B.A. Business Administration
I run an international wine operation dedicated to providing consumers a global portfolio of wineries that use green, organic, biodynamic and sustainable winemaking practices. For two years in a row, our wines have been listed among the top 100 wines by
Wine & Spirits magazine. With thousands of wines to select from, it’s an honor to be in the top 1 percent. My work involves international collaboration on an everyday basis. As an importer and exporter, I’ve seen how the world is becoming more “flat” as the traditional boundaries of countries, languages and cultures are being brought down.

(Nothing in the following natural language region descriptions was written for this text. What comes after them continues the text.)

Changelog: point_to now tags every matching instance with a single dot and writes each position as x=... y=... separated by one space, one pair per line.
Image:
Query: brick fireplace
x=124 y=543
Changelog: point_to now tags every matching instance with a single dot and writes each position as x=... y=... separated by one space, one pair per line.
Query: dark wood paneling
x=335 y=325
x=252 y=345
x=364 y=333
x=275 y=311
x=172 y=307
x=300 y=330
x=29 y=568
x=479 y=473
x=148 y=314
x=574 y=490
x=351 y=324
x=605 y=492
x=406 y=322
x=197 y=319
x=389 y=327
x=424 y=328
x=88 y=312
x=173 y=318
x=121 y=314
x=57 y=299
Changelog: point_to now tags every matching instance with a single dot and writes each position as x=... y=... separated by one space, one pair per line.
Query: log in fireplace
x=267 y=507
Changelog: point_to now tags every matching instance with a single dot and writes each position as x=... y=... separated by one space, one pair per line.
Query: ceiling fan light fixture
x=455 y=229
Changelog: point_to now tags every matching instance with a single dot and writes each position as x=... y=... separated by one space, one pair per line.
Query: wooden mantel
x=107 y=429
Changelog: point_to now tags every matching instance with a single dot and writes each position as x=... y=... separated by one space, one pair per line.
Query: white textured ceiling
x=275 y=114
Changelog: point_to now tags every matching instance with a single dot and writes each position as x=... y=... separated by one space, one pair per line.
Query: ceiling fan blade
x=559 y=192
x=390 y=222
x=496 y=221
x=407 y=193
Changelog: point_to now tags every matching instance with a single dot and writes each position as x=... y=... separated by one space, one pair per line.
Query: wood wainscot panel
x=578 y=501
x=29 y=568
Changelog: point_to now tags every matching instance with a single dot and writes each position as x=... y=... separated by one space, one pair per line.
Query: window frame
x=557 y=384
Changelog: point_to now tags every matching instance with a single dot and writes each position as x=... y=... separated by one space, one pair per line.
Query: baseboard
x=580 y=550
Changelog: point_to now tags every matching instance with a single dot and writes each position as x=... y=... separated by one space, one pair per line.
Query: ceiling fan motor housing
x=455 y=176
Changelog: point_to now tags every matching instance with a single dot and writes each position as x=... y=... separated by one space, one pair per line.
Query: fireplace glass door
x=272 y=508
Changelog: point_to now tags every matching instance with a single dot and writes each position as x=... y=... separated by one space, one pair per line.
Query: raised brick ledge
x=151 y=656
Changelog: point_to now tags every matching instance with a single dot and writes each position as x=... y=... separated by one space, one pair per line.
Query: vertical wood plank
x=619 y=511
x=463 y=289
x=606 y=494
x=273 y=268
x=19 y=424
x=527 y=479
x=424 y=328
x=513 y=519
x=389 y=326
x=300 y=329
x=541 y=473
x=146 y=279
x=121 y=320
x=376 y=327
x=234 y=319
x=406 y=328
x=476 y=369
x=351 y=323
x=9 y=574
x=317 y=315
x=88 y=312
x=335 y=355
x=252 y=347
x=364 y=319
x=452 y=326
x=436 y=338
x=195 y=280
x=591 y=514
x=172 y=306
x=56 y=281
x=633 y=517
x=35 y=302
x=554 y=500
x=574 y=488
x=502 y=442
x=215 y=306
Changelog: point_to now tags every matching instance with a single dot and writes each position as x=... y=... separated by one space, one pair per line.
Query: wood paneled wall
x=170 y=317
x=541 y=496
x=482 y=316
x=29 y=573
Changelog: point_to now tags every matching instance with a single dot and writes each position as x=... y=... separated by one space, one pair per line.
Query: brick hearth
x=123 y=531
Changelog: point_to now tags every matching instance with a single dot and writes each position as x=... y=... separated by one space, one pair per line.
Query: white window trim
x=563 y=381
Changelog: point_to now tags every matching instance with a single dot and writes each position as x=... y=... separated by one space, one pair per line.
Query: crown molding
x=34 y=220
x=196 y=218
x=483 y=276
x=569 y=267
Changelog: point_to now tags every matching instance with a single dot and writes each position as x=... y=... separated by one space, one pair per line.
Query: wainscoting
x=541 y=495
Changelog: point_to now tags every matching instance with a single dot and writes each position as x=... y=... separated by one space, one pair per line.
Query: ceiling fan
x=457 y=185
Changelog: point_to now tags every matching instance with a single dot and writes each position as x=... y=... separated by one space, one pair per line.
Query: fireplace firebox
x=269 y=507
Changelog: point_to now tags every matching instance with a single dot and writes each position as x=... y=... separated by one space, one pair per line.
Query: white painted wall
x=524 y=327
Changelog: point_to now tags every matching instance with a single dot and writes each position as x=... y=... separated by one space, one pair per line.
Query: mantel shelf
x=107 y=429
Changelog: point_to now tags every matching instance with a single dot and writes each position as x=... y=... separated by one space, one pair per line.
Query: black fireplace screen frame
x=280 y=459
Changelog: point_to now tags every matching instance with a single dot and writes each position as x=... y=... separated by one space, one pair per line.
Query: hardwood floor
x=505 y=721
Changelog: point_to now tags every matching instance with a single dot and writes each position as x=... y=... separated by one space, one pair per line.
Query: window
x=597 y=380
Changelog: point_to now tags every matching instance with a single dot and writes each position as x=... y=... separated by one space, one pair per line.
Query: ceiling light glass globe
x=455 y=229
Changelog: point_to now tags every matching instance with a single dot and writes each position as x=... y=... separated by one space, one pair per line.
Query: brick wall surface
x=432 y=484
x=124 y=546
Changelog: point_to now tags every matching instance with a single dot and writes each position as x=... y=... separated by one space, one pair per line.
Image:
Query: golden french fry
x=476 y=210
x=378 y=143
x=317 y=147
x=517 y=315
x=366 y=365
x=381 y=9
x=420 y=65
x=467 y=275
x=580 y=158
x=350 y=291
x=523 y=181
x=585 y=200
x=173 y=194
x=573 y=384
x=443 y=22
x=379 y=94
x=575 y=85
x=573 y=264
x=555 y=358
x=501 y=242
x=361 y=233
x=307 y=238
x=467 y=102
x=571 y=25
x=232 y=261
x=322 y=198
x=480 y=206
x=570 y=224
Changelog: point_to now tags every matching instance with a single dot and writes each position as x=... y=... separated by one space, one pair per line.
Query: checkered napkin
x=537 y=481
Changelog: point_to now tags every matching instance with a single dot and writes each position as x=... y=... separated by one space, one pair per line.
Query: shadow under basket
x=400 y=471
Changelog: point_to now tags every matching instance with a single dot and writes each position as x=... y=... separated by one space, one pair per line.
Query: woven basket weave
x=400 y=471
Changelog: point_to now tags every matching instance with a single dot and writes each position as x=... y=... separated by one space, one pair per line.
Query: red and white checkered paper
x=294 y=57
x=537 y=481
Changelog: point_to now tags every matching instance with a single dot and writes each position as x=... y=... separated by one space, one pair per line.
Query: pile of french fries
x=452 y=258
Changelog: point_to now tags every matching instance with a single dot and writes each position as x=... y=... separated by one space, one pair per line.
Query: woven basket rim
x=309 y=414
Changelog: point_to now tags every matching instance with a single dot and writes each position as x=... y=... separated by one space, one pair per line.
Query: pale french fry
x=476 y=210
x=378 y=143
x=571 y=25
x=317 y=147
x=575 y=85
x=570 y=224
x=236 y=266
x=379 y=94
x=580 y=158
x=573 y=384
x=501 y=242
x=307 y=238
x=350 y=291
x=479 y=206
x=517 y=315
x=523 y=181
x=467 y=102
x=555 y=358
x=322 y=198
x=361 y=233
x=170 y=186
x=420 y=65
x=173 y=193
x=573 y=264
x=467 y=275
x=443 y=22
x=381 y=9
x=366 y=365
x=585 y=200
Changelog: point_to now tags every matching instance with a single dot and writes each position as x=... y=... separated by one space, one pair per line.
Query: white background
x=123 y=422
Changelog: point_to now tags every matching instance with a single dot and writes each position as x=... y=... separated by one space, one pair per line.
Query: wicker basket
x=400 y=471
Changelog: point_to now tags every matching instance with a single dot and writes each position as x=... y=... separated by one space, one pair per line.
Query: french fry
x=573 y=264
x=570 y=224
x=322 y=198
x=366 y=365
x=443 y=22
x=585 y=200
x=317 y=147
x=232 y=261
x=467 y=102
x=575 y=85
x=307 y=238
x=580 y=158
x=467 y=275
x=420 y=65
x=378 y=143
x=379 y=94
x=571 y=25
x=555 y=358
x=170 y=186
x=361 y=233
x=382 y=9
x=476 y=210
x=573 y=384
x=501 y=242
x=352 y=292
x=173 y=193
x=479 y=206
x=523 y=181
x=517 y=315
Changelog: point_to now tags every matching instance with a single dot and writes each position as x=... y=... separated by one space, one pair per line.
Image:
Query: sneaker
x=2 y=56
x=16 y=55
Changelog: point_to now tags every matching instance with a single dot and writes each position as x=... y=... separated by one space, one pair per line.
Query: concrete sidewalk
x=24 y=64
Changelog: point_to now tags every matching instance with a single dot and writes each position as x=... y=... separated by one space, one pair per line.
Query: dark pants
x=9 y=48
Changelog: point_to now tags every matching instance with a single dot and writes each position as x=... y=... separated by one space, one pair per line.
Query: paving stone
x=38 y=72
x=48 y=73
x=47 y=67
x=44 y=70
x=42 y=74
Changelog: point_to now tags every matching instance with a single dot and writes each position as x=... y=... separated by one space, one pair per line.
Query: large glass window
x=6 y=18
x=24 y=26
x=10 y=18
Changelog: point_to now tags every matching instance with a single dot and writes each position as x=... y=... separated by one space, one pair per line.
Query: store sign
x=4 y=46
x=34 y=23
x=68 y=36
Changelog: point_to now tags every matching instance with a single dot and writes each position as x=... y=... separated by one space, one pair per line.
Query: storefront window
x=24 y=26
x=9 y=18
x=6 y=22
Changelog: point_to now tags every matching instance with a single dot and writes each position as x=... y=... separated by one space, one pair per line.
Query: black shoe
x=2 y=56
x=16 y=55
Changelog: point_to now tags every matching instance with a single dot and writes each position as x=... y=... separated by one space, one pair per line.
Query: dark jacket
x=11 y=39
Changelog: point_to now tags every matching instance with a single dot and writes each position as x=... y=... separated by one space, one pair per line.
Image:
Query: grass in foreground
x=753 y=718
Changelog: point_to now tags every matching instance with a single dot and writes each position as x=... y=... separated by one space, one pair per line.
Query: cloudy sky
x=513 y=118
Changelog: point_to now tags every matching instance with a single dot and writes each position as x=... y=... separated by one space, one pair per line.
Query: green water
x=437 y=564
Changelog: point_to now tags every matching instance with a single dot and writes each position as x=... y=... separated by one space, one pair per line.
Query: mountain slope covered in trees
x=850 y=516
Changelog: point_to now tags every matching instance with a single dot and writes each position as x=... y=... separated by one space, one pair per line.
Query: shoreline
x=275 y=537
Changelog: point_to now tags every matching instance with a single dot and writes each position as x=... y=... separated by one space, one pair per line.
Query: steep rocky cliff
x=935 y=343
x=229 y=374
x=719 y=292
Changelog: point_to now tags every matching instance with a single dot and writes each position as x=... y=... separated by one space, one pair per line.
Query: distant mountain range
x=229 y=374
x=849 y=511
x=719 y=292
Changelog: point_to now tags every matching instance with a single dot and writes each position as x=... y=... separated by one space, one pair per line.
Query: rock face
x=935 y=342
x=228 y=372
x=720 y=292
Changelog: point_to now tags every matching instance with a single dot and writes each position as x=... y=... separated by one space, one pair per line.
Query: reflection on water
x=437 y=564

As an entrepreneur, I think that those who are most successful in business see the changing global environment as an opportunity for growth.

 

Megan Kros Dillinger, ‘99

Target Corporation
District Team Leader
Des Moines, Iowa
B.A. Business Administration/Management
When most people think of retail, they often think of cashiering, bagging groceries or stocking shelves. But there’s so much more to it, especially at Target. When I started at Target after graduating from Park, I quickly discovered a phenomenal company the difference. Today, I oversee 10 stores with 1,800 team members in my district. There’s so much more to retail than most college graduates understand. Retail is a competitive industry that demands the highest level of business acumen and can offer tremendous opportunity for career growth. I enjoy the constant change of the retail world and the continual challenge to ensure a great shopping experience for guests and a positive culture for my team.

 

Herb Williams, ‘05

SS Water Supply Corp.
General Manager
LaVernia, Texas
B.S. Management/Human Resources
The military encourages earning a degree, but it wasn’t until my 28th year in the Air Force that I decided to go for it. Despite my 30 years of engineering experience in the military, I knew a degree was a prerequisite for managerial positions in the civilian world. With my degree, my confidence soared along with job offers. Today, I ensure potable water for more than 20,000 people. When I started, infrastructure was deficient and I was told improvements weren’t possible without loans. When I’m told I can’t do something, I like to prove people wrong. So I forged new operating tariffs to collect capital improvement fees from developers building subdivisions in our area. Ultimately, my company made $10.5 million in improvements without borrowing    a dime.

 

Kristi Kratzer Suderman, ‘06

KCP&L
Senior Advisor, Customer Relations
Kansas City, Mo.
B.A. Business Administration
I remember sitting in a statistics class and  thinking I’ll never need any of this. As it turns out, I monitor statistical reports every day to identify issues, resolve complaints and determine where to focus strategies to ensure customer satisfaction and regulatory compliance. I’ve learned that numbers are the bottom line and matter quite a bit in the real world. When I’m not pouring over the data or responding to customer needs, I deliver presentations on energy efficiency to community groups and government agencies. I was fortunate to gain experience working part time at KCP&L as a customer care advocate while attending Park, and ultimately move into a full-time leadership role.

 

Jason Mittendorf, ‘98

Cerner Corporation
Engagement Leader
Kansas City, Mo.
B.A. Business Administration
From hospice to skilled nursing facilities, I’ve led the successful implementation of Cerner’s health care software for more than 40 home care clients. Each project is definitely a lot of work, from initial consultation to planning and training. Fortunately, Cerner is a highly collaborative environment with a strong work ethic. Our clients are dedicated to very important work that impacts the lives of millions of people. That’s why it’s rewarding to lead teams in providing innovative software that help clinicians and staff better serve patients by more efficiently capturing and tracking patient data. Managing software implementation — or any major project — is a complex process that demands clear, measurable goals and constant communication to make sure everyone involved is on the same page.